Mark is especially suited for Advent readings: things happen immediately, and when something does, there’s always a sense that something big is about to happen next.  John the Baptist, in these opening verses of Mark, suddenly appears at the Jordan: there’s no bothering with back-story, with any explanation for why he would be there, with anything that would slow down the story.  He sets to baptizing straightway, and he announces that the greater one is coming.  Certainly the text provides details upon which the imagination can expand, from the choice of rivers to the quotation from Isaiah to John’s signature garb.  But every details counts precisely because there are so few from which a reader can pick: Mark’s is a narrative in which everything counts because there’s so little to count.

I won’t pretend to speak for everyone’s spiritual lives, but my own story as a disciple of Jesus could benefit from this sort of simplicity: too often my own account of my journey into salvation and through the years has far too much self-doubting irony, too many moments where I become concerned about saying what my experiences are not rather than saying with boldness what they are.  There are certainly times when I wish I could tell my own story the way that Mark tells the Baptist’s story: a citation of Scripture here, a significant geographic detail there, and the core of the message that gets spoken.  Such simplicity need not be reductionistic: certainly my own attempts to teach Mark have been exercises in framing a sophisticated and well-crafted literary text.  But instead of a whole mess of throat-clearing, John the Baptist’s story begins with “The beginning of the gospel of Jesus  Christ.”  I admit that my own story could begin so directly when I tell it, whether to myself or to someone else.

May our stories be episodes in the story of Christ’s body on earth, and may our storytelling always be faithful.

 

 

 

2 thoughts on “Appearing at the Jordan: A Reflection on the Lectionary Readings for 4 December 2011”
  1. Nathan, thank you for your defense of the simpliciity that should be the story of us all.

    I don’t know about your own experiences within the Restoration movement, but mine were a part of that which stressed the need and ability to have an answer for everything and the ability to debate them well.
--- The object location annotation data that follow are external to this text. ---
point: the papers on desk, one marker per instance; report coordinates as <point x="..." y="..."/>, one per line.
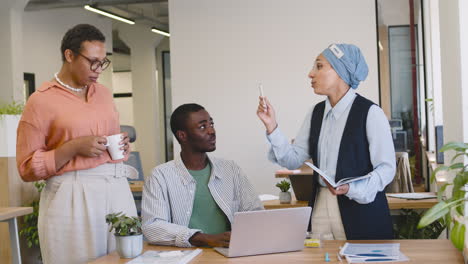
<point x="331" y="181"/>
<point x="166" y="257"/>
<point x="412" y="196"/>
<point x="364" y="253"/>
<point x="286" y="171"/>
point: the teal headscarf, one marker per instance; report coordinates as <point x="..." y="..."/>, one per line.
<point x="348" y="62"/>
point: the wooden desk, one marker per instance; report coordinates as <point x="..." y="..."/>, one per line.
<point x="136" y="186"/>
<point x="434" y="251"/>
<point x="9" y="214"/>
<point x="393" y="203"/>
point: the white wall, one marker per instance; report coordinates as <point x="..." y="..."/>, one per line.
<point x="42" y="35"/>
<point x="221" y="49"/>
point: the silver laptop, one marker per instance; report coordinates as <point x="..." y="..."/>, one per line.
<point x="267" y="231"/>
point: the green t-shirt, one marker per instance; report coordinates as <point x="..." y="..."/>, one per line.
<point x="206" y="214"/>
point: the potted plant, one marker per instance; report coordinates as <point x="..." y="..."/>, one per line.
<point x="128" y="235"/>
<point x="9" y="118"/>
<point x="451" y="209"/>
<point x="285" y="195"/>
<point x="29" y="229"/>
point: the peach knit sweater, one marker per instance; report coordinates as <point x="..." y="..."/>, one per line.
<point x="52" y="116"/>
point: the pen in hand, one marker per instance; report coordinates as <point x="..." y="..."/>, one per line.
<point x="260" y="88"/>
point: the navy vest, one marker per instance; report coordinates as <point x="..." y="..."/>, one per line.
<point x="360" y="221"/>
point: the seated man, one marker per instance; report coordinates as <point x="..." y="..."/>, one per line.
<point x="191" y="200"/>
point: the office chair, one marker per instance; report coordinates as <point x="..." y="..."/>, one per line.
<point x="134" y="156"/>
<point x="134" y="161"/>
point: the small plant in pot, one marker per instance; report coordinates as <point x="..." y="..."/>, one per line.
<point x="128" y="235"/>
<point x="285" y="195"/>
<point x="451" y="210"/>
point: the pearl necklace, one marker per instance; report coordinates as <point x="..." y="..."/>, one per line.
<point x="77" y="90"/>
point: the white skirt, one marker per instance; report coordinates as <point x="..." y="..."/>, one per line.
<point x="73" y="208"/>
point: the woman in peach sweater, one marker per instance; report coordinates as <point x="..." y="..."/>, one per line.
<point x="61" y="139"/>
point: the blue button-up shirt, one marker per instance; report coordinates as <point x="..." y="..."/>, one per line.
<point x="379" y="135"/>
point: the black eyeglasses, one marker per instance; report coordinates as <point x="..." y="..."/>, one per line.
<point x="95" y="64"/>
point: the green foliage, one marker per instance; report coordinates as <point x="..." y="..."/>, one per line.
<point x="406" y="226"/>
<point x="14" y="108"/>
<point x="29" y="230"/>
<point x="284" y="185"/>
<point x="124" y="225"/>
<point x="451" y="208"/>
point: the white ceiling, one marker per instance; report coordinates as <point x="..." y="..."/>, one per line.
<point x="154" y="13"/>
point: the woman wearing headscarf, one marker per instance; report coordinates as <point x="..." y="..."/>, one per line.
<point x="346" y="136"/>
<point x="61" y="139"/>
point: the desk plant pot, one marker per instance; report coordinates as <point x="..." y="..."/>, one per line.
<point x="129" y="246"/>
<point x="285" y="195"/>
<point x="451" y="209"/>
<point x="10" y="115"/>
<point x="128" y="235"/>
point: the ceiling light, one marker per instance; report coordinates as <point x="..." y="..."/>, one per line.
<point x="108" y="14"/>
<point x="155" y="30"/>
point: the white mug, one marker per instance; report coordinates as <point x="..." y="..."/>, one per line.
<point x="113" y="146"/>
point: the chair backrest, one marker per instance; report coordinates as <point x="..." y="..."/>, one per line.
<point x="134" y="157"/>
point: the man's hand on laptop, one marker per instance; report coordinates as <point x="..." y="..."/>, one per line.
<point x="218" y="240"/>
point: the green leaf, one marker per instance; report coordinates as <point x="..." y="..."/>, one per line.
<point x="441" y="191"/>
<point x="437" y="211"/>
<point x="457" y="165"/>
<point x="453" y="146"/>
<point x="457" y="235"/>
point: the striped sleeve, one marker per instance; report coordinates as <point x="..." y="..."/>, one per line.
<point x="249" y="200"/>
<point x="156" y="214"/>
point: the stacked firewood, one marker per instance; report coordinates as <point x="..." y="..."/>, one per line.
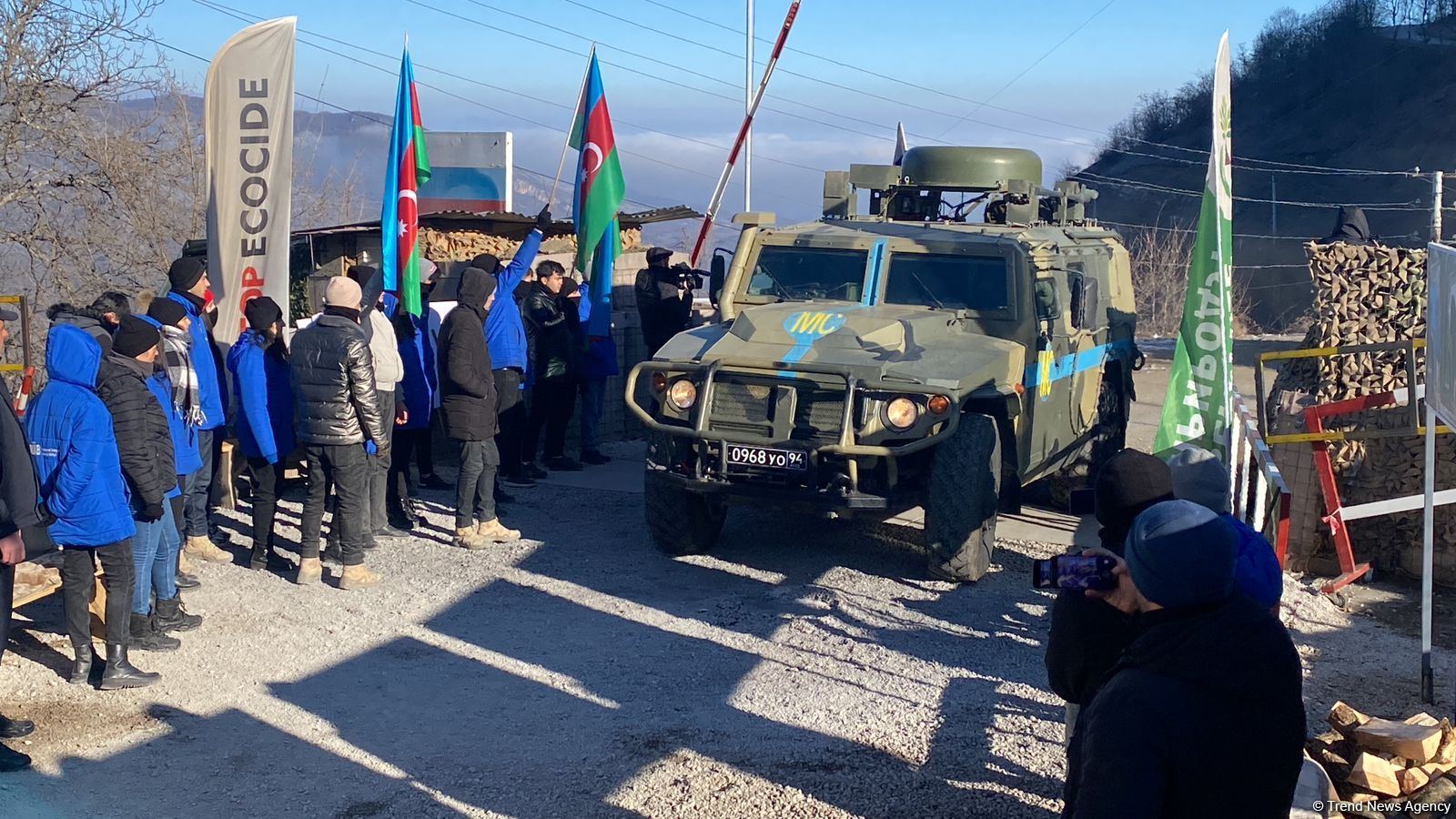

That is the baggage that has been difficult for me to discard. Not that I wish debate others; it is myself that I debate. A peaceful, mystical day can be disturbed by my own “Now, what would I be able to say or how could I come back with a snappy answer if someone ask me a reason for this, or that, belief and conclusion, how could I prove it?”

    But, maybe the key to the beautiful simplicty of the gospel is to accept self-doubt as an integral part of our human existence. Not as an obsession, but as opportunities and moments of awakenings. After all, John the Baptist was doubting what he saw when he sent disciples to ask Jesus, “Are you the one?” Jesus’ answer was, for the most part, “You can believe what you see”.

  2. You’re right, John, that the RM does tend to privilege single-mindedness over ambiguity, and certainly I’ve been through spells where that tormented me. That said, I think I wrote this week’s Bible reflection with my academic’s hat on–too often I find myself saying what I’m not for ten minutes so that I can spend one saying what I am.